We’re running some web apps on CentOS 6 on Tomcat 6 shipped by the distribution.

As time goes by we’d like to move on to CentOS 8 and Tomcat 9 or whatever is appropriate.

My question is, what do others use now that Tomcat is not shipped anymore with CentOS?

Do you run some JBoss/WildFly instead or still running Tomcat?

And, how do you install/manage those installations. Do you have RPM
packaged versions or fiddle with tarballs?

Since this is a quite standard setup for web apps I’m really wondering how everybody is doing it these days?

Thanks, Simon

7 thoughts on - Tomcat Or What On CentOS 8?

  • Anybody care to comment? I can’t believe nobody’s running Java servlet containers on CentOS since it’s a very common way to provide webservices.

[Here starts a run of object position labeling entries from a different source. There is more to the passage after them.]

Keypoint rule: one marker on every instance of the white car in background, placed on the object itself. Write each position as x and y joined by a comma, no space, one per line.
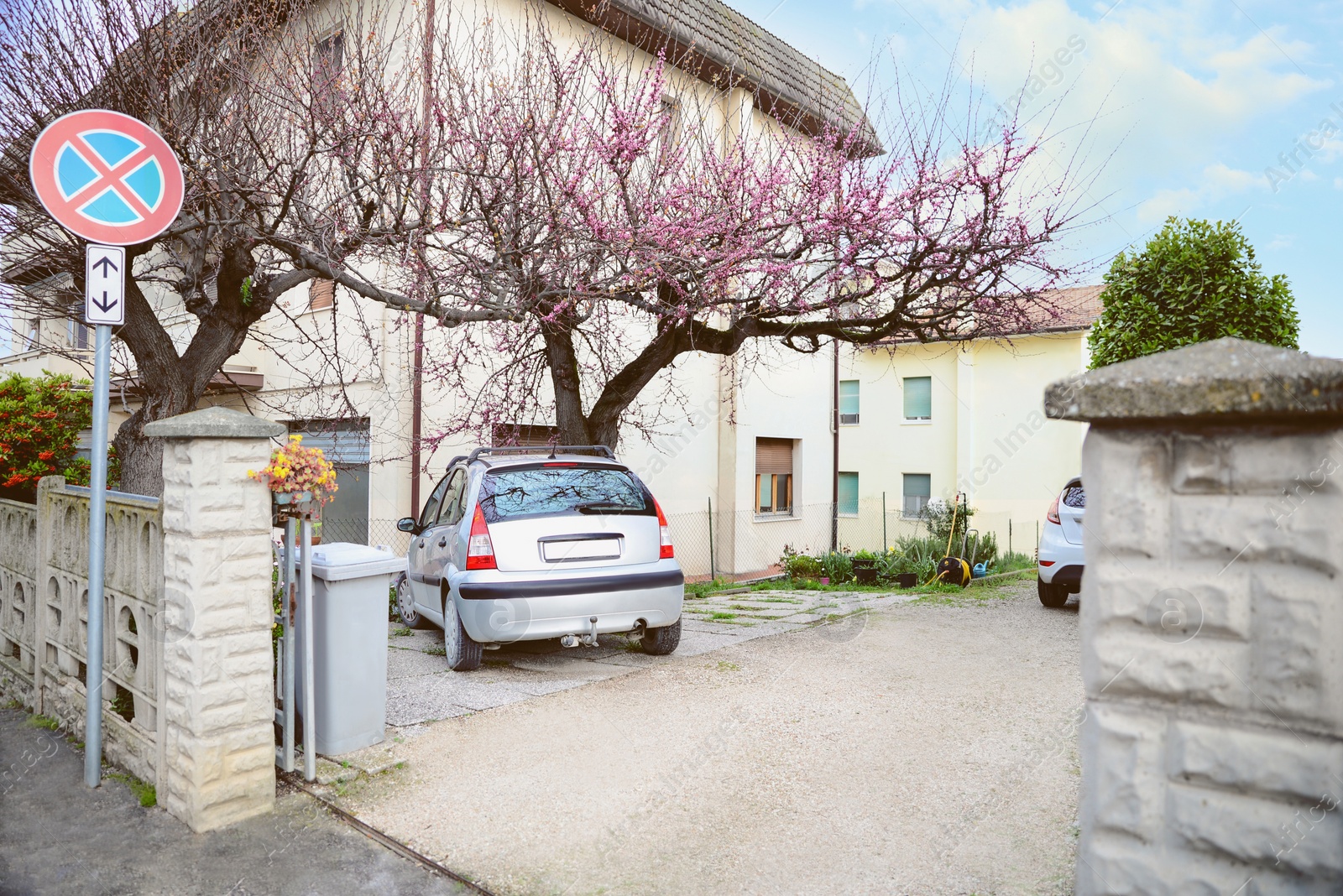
1058,558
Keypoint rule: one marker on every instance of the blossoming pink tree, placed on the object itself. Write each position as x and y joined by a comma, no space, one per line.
606,232
577,214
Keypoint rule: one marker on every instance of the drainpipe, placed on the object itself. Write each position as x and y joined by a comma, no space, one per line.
418,367
834,482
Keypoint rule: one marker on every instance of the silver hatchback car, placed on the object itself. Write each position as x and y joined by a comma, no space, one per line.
523,544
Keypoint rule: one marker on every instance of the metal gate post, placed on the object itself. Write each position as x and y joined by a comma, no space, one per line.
713,571
309,662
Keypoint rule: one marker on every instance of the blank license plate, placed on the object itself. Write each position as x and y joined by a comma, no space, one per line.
588,549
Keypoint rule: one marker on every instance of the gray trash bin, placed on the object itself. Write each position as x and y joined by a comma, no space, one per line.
349,644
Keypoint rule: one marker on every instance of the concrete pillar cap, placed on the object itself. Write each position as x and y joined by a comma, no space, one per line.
215,423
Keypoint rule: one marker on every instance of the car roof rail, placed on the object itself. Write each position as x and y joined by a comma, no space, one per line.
536,450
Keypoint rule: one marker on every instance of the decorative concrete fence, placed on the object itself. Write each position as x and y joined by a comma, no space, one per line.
1212,622
44,616
188,671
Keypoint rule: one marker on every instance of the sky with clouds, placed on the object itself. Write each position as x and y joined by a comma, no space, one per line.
1219,109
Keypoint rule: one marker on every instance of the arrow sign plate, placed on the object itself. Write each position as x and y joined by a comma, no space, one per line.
105,282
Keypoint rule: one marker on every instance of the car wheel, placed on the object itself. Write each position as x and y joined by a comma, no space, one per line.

    I’ve just checked our FreeBSD box and it provides:

    root@freebsd:~ # pkg search tomcat tomcat-native-1.2.23 Tomcat native library tomcat7-7.0.92 Open-source Java web server by Apache, 7.x branch tomcat85-8.5.54 Open-source Java web server by Apache, 8.5.x branch tomcat9-9.0.34 Open-source Java web server by Apache, 9.0.x branch tomcat-devel-10.0.0.M4 Open-source Java web server by Apache, 10.0.x branch

    root@freebsd:~ # pkg search wildfly wildfly90-9.0.2_2 Replacement for JBoss Application Server wildfly10-10.1.0_2 Replacement for JBoss Application Server wildfly11-11.0.0_1 Replacement for JBoss Application Server wildfly12-12.0.0_1 Replacement for JBoss Application Server wildfly13-13.0.0_1 Replacement for JBoss Application Server wildfly14-14.0.1 Replacement for JBoss Application Server wildfly15-15.0.1 Replacement for JBoss Application Server wildfly16-16.0.0 Replacement for JBoss Application Server wildfly17-17.0.1 WildFly is a Java Jakarta EE8 application server developed by Red Hat wildfly18-18.0.1 WildFly is a Java Jakarta EE8 application server developed by Red Hat

    Additionally there are also packages of Geronimo and Glassfish as alternatives.

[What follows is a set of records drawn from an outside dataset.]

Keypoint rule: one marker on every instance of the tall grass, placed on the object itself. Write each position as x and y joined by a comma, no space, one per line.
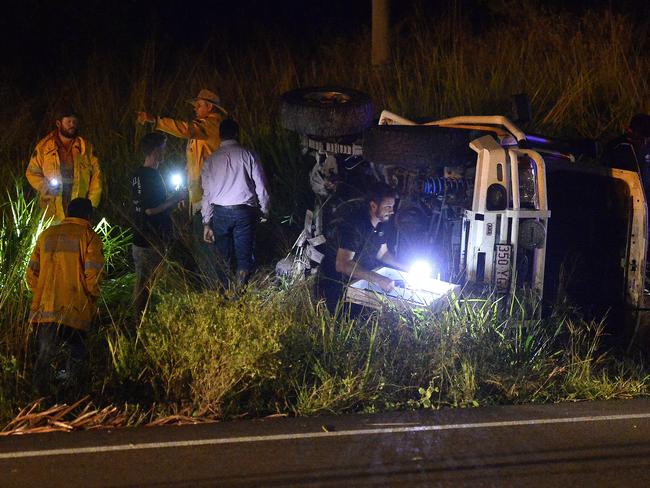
273,348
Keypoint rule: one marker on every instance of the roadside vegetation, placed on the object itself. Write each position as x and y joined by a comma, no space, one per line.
272,349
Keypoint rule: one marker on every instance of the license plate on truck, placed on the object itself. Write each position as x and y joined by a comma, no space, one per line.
502,267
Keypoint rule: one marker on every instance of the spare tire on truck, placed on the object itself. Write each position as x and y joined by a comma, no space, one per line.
328,111
419,146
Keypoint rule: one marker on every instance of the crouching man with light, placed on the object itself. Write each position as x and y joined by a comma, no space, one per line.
360,245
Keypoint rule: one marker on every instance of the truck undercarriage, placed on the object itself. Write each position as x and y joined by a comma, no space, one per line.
491,207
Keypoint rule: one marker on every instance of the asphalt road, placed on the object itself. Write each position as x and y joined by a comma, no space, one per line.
580,444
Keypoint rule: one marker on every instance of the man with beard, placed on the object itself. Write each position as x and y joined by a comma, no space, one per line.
360,244
63,167
203,138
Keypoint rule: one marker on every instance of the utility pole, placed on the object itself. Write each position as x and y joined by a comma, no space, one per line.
380,38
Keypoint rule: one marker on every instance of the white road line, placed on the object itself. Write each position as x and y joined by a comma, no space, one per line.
312,435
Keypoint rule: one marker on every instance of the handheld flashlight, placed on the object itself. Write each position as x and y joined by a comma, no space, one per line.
176,180
419,273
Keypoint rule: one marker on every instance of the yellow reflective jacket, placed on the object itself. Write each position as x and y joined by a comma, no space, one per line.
64,274
45,165
203,135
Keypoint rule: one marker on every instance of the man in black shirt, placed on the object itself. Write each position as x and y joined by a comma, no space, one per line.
152,223
360,245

    If I don’t find usable RPMs for CentOS 8 I’m going to build our own as I
    do for other things as well. But I just can’t believe they don’t already exist.

    Regards, Simon

  • –Some upstream providers have taken to providing their own repositories. I’m now getting Nginx, MariaDB, and PostgreSQL from the source that way. Perhaps Tomcat has its own upstream repo.

  • I use the tarball provided by upstream on CentOS 7, since the distro-provided version is quite old. I created a ‘tomcat’ system user and gave it ownership of the extracted files under /opt. I also wrote a simple systemd unit file to manage the service in the usual way.

    If you take that approach be sure to subscribe to the tomcat-announce list in order to receive update announcements.

  • But then why would you want to use CentOS for it or even pay for RHEL if you can have all this packaged nicely in FreeBSD? Plus, as a long term Unix and Linux user I feel much more at home on FreeBSD these days than I
    feel on CentOS 7 or 8. Even Fedora provides Tomcat 9 which I’m calling an enterprise feature. How can an enterprise distribution lack such an important and widely used feature?

    Regards, Simon

  • Upstream (RHEL) supports JBoss (aka WildFly) which is probably why it’s not packaging Tomcat anymore.